Okay, definitely, but in your rather long response to me you referred, Deepseek, more referrals to yourself as chatgpt. I have included some screenshots below as proof:
As you can see, after trying to distinguish, if I talked about Gemini AI or another Gemini, Deepseek replies: “If it’s about AI, the question compares me (which is chatgpt) with Gemini.” Later it refers to “myself (chatgpt).”
Why should Deepseek do it under any circumstances? Is it one of the AI -Hallucinations we like to talk about? Maybe, but in my interaction, Deepseek seemed fully aware of its identity.
I came to this study line, by the way, because I asked Gemini on my Samsung Galaxy S25 Ultra if it’s smarter than Deepseek. The response was shocking diplomatic and when I asked for a simple yes or no answer it told me, “it is not possible to give a simple yes or no answer. ‘Smart’ is too complicated a concept to apply that way to Language models.
I can’t say I disagree.
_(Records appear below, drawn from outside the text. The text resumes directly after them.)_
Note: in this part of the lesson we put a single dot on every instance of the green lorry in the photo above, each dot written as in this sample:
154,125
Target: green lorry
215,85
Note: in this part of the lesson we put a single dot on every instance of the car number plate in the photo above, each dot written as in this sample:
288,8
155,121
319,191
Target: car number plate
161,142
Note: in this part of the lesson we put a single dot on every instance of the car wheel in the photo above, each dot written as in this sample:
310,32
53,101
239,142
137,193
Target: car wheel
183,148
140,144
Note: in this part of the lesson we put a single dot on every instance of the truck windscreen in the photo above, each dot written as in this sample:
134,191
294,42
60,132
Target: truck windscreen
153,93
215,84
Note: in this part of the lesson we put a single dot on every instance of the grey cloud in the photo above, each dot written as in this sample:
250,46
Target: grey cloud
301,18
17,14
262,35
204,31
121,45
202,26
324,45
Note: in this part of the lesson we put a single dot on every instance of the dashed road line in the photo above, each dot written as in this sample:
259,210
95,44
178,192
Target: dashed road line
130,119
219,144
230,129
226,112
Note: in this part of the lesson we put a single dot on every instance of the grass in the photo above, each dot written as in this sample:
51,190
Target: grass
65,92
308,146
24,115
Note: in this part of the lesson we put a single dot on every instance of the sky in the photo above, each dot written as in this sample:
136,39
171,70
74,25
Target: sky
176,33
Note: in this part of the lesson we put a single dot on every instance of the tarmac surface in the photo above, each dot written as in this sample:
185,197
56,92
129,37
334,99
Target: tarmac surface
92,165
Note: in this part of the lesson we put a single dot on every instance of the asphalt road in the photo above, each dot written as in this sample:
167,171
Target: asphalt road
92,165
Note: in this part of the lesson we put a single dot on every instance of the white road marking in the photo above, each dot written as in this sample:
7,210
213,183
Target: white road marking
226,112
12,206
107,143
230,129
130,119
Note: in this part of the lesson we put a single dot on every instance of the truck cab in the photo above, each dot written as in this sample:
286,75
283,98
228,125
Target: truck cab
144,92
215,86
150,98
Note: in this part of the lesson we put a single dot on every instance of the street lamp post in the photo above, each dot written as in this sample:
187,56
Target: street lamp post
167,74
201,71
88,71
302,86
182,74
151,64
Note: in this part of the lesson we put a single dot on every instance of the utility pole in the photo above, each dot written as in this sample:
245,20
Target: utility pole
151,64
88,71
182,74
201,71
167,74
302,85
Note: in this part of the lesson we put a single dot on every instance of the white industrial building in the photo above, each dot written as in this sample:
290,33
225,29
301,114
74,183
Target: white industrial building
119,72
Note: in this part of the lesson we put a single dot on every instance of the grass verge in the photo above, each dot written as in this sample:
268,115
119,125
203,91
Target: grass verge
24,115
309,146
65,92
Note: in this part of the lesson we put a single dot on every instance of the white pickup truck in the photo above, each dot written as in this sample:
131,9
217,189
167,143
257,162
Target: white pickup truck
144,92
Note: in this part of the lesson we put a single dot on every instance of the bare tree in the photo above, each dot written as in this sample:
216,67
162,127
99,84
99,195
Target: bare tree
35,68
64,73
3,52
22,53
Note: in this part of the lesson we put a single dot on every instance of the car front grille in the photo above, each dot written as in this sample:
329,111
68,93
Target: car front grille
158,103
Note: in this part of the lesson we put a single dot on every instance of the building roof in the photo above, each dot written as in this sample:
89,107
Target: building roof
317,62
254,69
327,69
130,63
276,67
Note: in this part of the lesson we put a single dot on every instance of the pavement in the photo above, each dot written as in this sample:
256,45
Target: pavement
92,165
In fact, Deepseek’s answer was quite similar, except that it wasn’t necessarily talking about itself.
This is not adding
I think I’ve been aware of my Deepseek skeptis. Everyone says it’s the most powerful and cheap trained AI ever (all except Alibaba), but I don’t know if it’s true. To be fair, there is a huge amount of details on GitHub about DeEksk’s Open Source LLMS. They at least seem to show that Deepseek was doing the work.
But I don’t think they reveal how these models were trained and as we all know, Deepseek is a Chinese company that would show no competence to use someone else’s models to train their own and then lie about it to Make their process to build such models seems more efficient.
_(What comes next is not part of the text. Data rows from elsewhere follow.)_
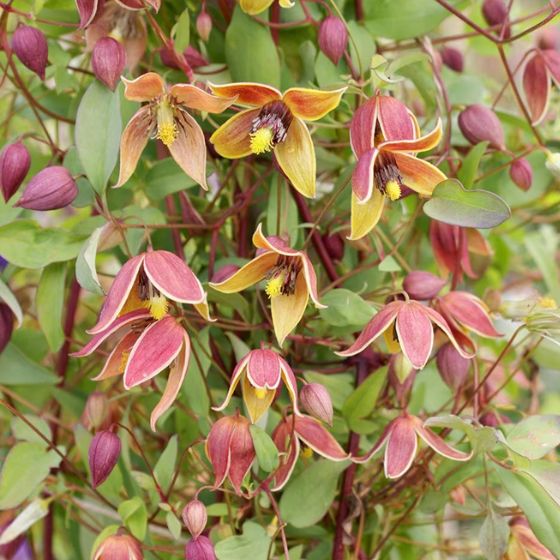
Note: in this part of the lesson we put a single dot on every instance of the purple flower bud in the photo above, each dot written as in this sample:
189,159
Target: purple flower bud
521,174
333,38
30,46
108,60
104,452
422,285
480,124
316,400
50,189
452,367
200,548
14,165
195,517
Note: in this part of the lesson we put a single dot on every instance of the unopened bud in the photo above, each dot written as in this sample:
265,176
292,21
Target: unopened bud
50,189
104,452
521,173
30,46
480,124
422,285
108,60
14,165
316,400
333,38
195,517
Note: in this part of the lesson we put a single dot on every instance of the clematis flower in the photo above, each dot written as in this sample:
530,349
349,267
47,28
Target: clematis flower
400,440
288,436
165,117
260,373
275,121
230,448
290,281
384,138
407,326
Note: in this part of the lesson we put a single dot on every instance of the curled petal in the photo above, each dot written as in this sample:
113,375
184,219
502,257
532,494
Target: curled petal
296,157
312,104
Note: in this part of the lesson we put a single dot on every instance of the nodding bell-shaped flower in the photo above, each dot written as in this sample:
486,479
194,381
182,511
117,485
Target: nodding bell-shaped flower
407,326
260,373
230,448
400,440
384,136
275,121
290,279
165,117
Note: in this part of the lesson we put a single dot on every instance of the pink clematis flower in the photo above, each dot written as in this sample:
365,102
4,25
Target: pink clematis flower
290,278
261,372
400,439
288,436
165,116
407,326
385,138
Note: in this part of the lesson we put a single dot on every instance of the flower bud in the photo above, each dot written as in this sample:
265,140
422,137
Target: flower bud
316,400
200,548
50,189
452,367
333,38
479,124
422,285
108,60
30,46
521,173
104,451
195,517
14,165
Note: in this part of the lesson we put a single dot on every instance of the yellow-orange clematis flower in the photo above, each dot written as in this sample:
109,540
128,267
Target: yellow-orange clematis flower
165,117
275,121
290,281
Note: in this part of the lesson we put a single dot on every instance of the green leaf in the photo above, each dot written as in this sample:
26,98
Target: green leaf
98,133
49,302
452,204
250,51
308,496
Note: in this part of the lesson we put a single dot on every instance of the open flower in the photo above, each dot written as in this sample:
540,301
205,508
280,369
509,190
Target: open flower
260,373
165,117
290,281
309,431
400,439
275,121
384,138
407,326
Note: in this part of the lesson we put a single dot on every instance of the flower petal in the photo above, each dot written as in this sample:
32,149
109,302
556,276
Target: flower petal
133,141
312,104
172,277
156,348
177,374
232,139
296,157
248,94
380,322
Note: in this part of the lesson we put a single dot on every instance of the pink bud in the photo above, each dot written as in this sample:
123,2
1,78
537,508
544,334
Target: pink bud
422,285
108,60
195,517
104,452
316,400
200,548
14,165
521,174
50,189
480,124
30,46
333,38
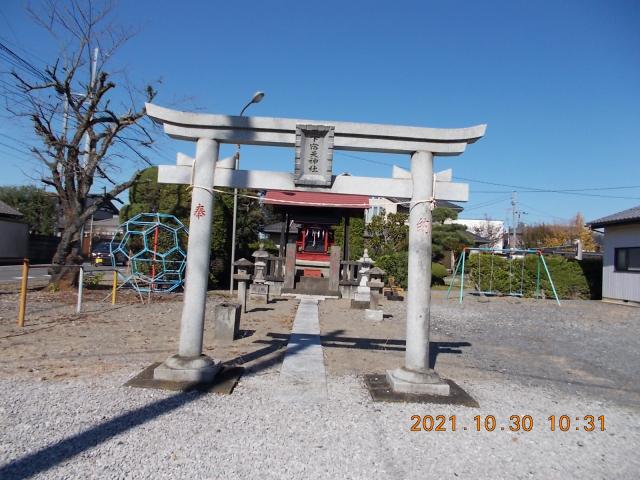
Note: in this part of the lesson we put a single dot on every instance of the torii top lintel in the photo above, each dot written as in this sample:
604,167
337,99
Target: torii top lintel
282,132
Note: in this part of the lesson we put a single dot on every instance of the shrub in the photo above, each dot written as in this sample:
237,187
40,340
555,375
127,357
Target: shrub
438,272
396,265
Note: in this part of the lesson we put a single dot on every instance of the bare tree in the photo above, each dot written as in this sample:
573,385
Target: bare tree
103,127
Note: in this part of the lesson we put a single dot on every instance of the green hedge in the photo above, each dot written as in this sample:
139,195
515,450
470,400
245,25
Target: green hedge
513,276
396,265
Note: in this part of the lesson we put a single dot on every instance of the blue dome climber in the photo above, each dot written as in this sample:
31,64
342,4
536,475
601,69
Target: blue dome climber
154,245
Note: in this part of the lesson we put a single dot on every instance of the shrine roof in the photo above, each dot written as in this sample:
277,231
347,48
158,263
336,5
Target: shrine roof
316,199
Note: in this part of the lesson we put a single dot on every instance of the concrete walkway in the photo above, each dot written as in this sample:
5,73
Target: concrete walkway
302,376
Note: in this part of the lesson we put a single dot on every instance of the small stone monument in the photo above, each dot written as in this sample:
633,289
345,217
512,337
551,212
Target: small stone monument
259,290
243,276
226,322
362,298
375,285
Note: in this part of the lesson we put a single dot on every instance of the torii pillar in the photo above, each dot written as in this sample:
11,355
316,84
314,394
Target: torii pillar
416,376
190,364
I have no evidence that Deepseek trained his models on Openai or other’s great language models, or at least I didn’t do it until today.
Who are you?
Deepseek is increasingly a mystery wrapped inside a conundrum. There is some consensus about the fact that Deepseek arrived more fully formed and in less time than most other models, including Google Gemini, Openais Chatgpt and Claude Ai.
Very few in the Tech Community Trust Deepseeks apps on smartphones because there is no way to know if China looks at all the fast data. On the other hand, the Deepseek models are built impressive, and some, including Microsoft, are already planning to include them in their own AI offers.
In the case of Microsoft, there is some irony here. Copilot was built based on groundbreaking chatgpt models, but in recent months there have been some questions if the deep financial partnership between Microsoft and Openai will be in the agent and later artificial general intelligence time.
So what if Microsoft starts using Deepseek, which may just be another replacement of its current, if not the future, friend Openai?
It all sounds like a confusing mess. Meanwhile, Deepseek has an identity crisis, and who will tell you that the one who is, it still is not welcome in the United States?